Large chromosomal deletions and impaired homologous recombination repairing in HEK293T cells exposed to polychlorinated biphenyl 153

Materials

All cell culture medium and components, such as Dulbecco’s modified Eagle’s medium (DMEM) and penicillin-streptomycin (PS) were provided by Invitrogen (Waltham, MA, USA). Fetal Bovine Serum (FBS) was obtained from Thermo Fisher Scientific (Waltham, MA, USA). Dimethyl sulfoxide (DMSO) was purchased from Sigma (St. Louis MO, USA). PCB153 (molecular weight, 361 g/mol; purity, 99.9%) (Fig. 1A) was provided by Accustandard (USA).

Cell culture

HEK293T cell line provided by Professor Feng Wang (Tianjin Medical University) was used in the present study.
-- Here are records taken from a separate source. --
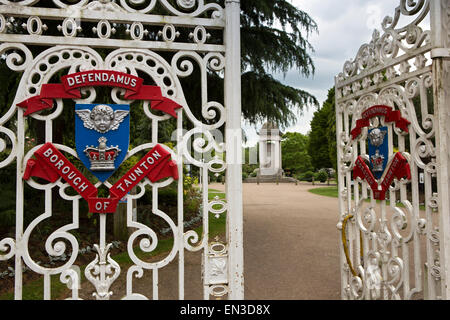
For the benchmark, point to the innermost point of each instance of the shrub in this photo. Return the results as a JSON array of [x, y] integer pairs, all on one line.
[[307, 176], [321, 176]]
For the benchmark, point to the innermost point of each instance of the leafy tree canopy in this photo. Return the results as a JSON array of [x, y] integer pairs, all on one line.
[[274, 39], [322, 137]]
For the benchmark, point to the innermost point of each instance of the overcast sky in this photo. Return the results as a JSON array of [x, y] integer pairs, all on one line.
[[344, 25]]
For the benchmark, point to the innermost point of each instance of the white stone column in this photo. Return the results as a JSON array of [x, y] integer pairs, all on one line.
[[233, 142]]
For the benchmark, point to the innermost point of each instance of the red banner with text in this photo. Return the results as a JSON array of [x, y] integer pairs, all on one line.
[[50, 164], [70, 85]]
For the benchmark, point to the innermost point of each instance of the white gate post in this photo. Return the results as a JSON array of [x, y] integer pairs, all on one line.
[[440, 54], [233, 142]]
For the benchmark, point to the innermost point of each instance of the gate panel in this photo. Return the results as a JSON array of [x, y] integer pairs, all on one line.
[[160, 43], [392, 209]]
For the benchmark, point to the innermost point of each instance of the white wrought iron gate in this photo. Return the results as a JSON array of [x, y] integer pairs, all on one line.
[[58, 45], [392, 121]]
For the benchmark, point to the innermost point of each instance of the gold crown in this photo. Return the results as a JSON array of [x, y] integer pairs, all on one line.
[[102, 158]]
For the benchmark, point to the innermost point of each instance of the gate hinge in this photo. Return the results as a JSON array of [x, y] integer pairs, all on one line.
[[440, 53], [215, 268]]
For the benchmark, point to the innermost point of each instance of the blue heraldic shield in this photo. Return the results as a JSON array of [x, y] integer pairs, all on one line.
[[378, 150], [102, 136]]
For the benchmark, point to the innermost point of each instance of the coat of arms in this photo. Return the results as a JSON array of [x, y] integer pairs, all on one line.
[[102, 136], [381, 168], [378, 150], [102, 133]]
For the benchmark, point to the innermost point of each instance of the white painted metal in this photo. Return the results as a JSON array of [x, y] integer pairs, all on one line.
[[66, 50], [398, 249]]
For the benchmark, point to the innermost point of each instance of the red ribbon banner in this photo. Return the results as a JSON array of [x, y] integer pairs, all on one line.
[[71, 84], [50, 164], [379, 110], [399, 168]]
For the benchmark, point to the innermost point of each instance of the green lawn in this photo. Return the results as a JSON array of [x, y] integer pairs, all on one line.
[[34, 289]]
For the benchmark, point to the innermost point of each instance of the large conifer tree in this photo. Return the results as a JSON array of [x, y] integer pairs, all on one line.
[[274, 39]]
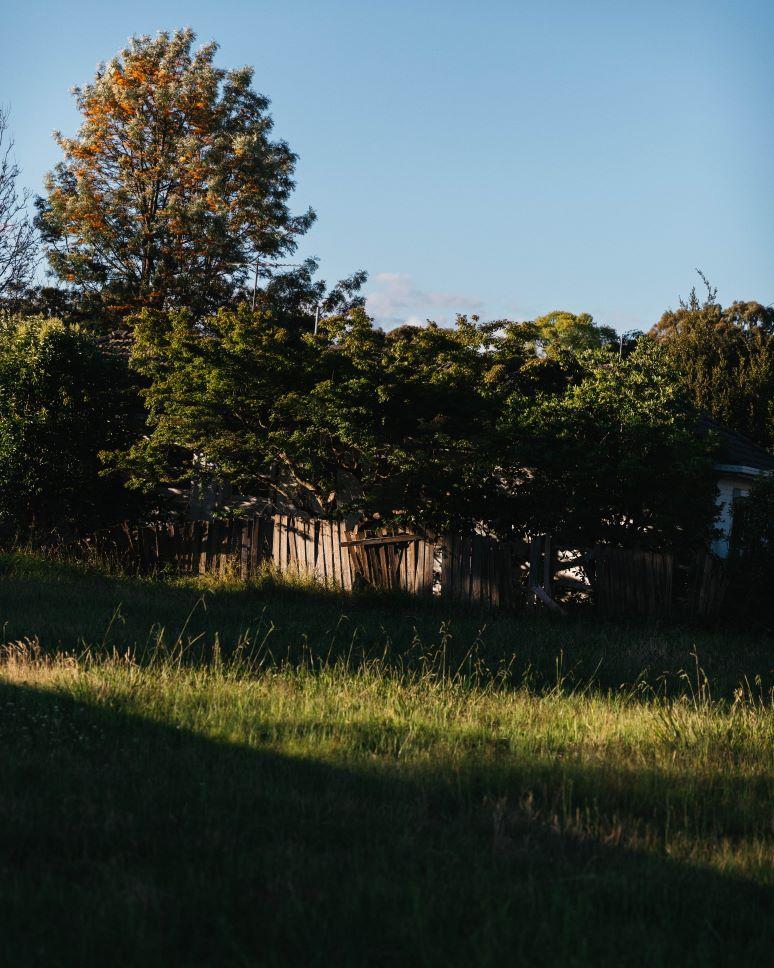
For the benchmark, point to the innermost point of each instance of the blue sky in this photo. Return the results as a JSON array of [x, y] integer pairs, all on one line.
[[505, 158]]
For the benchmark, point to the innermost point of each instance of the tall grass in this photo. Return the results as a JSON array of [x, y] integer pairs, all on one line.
[[235, 775]]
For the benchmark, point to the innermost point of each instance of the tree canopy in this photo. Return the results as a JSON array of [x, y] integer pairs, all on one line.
[[63, 399], [724, 357], [172, 189]]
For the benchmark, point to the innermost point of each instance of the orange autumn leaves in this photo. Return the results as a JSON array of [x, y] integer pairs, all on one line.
[[171, 187]]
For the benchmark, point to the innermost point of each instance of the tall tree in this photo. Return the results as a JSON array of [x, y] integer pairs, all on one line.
[[63, 398], [18, 245], [724, 356], [614, 457], [172, 190]]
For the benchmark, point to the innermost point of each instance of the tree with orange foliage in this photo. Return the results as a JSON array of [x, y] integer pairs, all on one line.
[[172, 190]]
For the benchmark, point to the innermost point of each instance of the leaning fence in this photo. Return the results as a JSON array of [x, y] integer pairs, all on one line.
[[464, 567]]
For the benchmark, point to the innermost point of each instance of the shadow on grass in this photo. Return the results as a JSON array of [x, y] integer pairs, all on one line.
[[67, 607], [128, 842]]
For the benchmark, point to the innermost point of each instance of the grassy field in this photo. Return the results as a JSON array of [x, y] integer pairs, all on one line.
[[195, 774]]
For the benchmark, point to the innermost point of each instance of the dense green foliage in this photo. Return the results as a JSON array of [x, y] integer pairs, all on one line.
[[62, 400], [293, 804], [433, 425], [615, 457], [725, 359]]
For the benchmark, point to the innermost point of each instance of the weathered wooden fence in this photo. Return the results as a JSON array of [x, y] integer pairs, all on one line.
[[480, 569], [470, 567], [625, 581]]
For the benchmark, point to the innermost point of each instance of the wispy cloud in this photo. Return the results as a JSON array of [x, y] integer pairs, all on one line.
[[394, 298]]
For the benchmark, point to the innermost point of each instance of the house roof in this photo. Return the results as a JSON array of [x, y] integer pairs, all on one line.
[[734, 449]]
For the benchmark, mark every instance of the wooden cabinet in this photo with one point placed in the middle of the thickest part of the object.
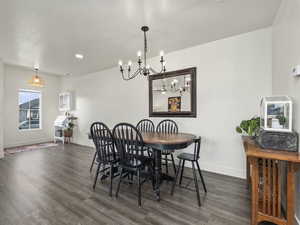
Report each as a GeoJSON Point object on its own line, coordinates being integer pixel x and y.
{"type": "Point", "coordinates": [265, 169]}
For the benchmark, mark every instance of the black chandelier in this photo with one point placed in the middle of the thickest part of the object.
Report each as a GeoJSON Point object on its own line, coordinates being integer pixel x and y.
{"type": "Point", "coordinates": [143, 68]}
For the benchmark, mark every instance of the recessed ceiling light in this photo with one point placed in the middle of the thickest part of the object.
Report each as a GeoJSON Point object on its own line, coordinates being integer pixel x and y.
{"type": "Point", "coordinates": [79, 56]}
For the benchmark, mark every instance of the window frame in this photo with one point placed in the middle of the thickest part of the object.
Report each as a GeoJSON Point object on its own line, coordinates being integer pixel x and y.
{"type": "Point", "coordinates": [40, 110]}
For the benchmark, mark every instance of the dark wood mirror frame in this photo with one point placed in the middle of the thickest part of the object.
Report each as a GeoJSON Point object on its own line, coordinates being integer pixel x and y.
{"type": "Point", "coordinates": [189, 71]}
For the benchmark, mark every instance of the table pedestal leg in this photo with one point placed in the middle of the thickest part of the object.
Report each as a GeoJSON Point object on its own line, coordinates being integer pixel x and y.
{"type": "Point", "coordinates": [157, 172]}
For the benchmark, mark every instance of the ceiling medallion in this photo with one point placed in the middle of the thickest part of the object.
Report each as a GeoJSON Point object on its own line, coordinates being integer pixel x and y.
{"type": "Point", "coordinates": [143, 68]}
{"type": "Point", "coordinates": [35, 80]}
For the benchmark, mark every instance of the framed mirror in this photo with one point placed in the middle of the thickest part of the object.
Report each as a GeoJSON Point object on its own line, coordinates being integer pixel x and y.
{"type": "Point", "coordinates": [173, 94]}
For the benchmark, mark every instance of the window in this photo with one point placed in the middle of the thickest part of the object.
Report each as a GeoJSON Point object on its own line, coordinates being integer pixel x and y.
{"type": "Point", "coordinates": [29, 110]}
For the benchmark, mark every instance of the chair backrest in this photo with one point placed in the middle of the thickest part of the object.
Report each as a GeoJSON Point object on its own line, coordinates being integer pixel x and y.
{"type": "Point", "coordinates": [103, 140]}
{"type": "Point", "coordinates": [145, 125]}
{"type": "Point", "coordinates": [129, 142]}
{"type": "Point", "coordinates": [197, 146]}
{"type": "Point", "coordinates": [167, 127]}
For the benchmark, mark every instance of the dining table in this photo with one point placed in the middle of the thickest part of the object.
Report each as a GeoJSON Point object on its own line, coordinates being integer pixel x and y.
{"type": "Point", "coordinates": [159, 142]}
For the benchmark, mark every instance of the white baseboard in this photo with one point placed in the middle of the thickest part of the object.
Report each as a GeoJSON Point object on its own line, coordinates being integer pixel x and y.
{"type": "Point", "coordinates": [297, 220]}
{"type": "Point", "coordinates": [29, 142]}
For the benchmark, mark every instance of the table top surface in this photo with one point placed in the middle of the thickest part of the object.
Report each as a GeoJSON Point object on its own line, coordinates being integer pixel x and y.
{"type": "Point", "coordinates": [165, 139]}
{"type": "Point", "coordinates": [253, 150]}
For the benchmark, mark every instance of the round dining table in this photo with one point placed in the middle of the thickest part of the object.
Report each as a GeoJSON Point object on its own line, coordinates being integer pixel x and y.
{"type": "Point", "coordinates": [159, 142]}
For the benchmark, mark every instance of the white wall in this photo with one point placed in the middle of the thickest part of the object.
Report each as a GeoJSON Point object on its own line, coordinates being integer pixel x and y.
{"type": "Point", "coordinates": [232, 75]}
{"type": "Point", "coordinates": [1, 107]}
{"type": "Point", "coordinates": [286, 54]}
{"type": "Point", "coordinates": [17, 78]}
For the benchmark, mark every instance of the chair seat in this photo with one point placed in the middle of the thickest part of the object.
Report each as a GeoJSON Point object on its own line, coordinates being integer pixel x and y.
{"type": "Point", "coordinates": [111, 159]}
{"type": "Point", "coordinates": [167, 152]}
{"type": "Point", "coordinates": [187, 156]}
{"type": "Point", "coordinates": [136, 162]}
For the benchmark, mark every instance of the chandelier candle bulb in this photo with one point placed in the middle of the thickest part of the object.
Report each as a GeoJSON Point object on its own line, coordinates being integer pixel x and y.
{"type": "Point", "coordinates": [143, 67]}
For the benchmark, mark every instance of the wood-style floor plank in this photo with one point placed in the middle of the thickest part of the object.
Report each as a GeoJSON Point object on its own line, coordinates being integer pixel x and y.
{"type": "Point", "coordinates": [54, 187]}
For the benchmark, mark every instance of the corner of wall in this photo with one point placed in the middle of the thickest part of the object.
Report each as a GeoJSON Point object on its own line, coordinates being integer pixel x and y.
{"type": "Point", "coordinates": [1, 107]}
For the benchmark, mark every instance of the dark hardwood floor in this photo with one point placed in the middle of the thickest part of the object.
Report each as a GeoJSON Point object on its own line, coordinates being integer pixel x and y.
{"type": "Point", "coordinates": [54, 187]}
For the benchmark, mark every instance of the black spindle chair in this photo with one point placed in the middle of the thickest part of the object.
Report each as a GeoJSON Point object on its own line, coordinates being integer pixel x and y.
{"type": "Point", "coordinates": [105, 152]}
{"type": "Point", "coordinates": [168, 127]}
{"type": "Point", "coordinates": [146, 125]}
{"type": "Point", "coordinates": [130, 147]}
{"type": "Point", "coordinates": [193, 158]}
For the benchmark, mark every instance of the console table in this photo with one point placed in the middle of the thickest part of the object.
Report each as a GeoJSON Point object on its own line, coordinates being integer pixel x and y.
{"type": "Point", "coordinates": [265, 169]}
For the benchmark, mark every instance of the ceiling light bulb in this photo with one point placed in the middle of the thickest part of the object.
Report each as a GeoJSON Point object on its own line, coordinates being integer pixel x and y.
{"type": "Point", "coordinates": [36, 79]}
{"type": "Point", "coordinates": [79, 56]}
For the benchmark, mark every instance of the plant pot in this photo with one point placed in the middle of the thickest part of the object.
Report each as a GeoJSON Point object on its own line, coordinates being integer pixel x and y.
{"type": "Point", "coordinates": [68, 133]}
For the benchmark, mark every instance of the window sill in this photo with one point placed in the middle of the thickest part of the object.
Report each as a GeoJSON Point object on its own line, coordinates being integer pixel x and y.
{"type": "Point", "coordinates": [28, 130]}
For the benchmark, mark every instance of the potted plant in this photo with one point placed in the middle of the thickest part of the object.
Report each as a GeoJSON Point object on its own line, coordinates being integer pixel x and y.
{"type": "Point", "coordinates": [68, 132]}
{"type": "Point", "coordinates": [249, 127]}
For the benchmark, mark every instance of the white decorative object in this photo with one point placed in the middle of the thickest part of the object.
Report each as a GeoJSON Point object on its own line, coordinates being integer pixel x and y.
{"type": "Point", "coordinates": [65, 101]}
{"type": "Point", "coordinates": [276, 113]}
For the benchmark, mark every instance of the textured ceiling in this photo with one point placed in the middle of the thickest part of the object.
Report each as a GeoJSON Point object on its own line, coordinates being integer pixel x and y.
{"type": "Point", "coordinates": [50, 33]}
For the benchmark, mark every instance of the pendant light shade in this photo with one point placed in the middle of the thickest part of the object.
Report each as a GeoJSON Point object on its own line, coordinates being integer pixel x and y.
{"type": "Point", "coordinates": [36, 81]}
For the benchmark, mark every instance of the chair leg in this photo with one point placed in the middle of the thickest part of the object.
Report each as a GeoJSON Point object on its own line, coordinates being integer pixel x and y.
{"type": "Point", "coordinates": [182, 169]}
{"type": "Point", "coordinates": [196, 184]}
{"type": "Point", "coordinates": [173, 162]}
{"type": "Point", "coordinates": [91, 168]}
{"type": "Point", "coordinates": [176, 176]}
{"type": "Point", "coordinates": [167, 167]}
{"type": "Point", "coordinates": [96, 177]}
{"type": "Point", "coordinates": [201, 177]}
{"type": "Point", "coordinates": [139, 188]}
{"type": "Point", "coordinates": [111, 177]}
{"type": "Point", "coordinates": [119, 183]}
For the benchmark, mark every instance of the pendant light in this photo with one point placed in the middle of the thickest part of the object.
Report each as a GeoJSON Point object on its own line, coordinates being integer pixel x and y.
{"type": "Point", "coordinates": [36, 81]}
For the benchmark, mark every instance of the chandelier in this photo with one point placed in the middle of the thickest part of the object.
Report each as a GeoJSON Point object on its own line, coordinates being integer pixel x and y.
{"type": "Point", "coordinates": [36, 81]}
{"type": "Point", "coordinates": [143, 68]}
The HEK293T cell line was cultured in high-glucose DMEM with 10% FBS and 1% PS in a humidified apparatus at 37 °C with 5% CO₂ (Lu et al., 2016).

HEK293T cells exposure in PCB153

A stock solution of PCB153 was dissolved in DMSO and 0.05% DMSO is the final concentration after adding into cell culture medium. HEK293T cells were treated with PCB153 at different concentrations of 5 µM, 10 µM, and 15 µM (Eum et al., 2009; Xin et al., 2016). Control cultures only received the solvent. Cells were collected after 48 h and 96 h of culture. For genome and RNA sequencing, HEK293T cells exposed to 15 µM PCB153 for 96 h were used.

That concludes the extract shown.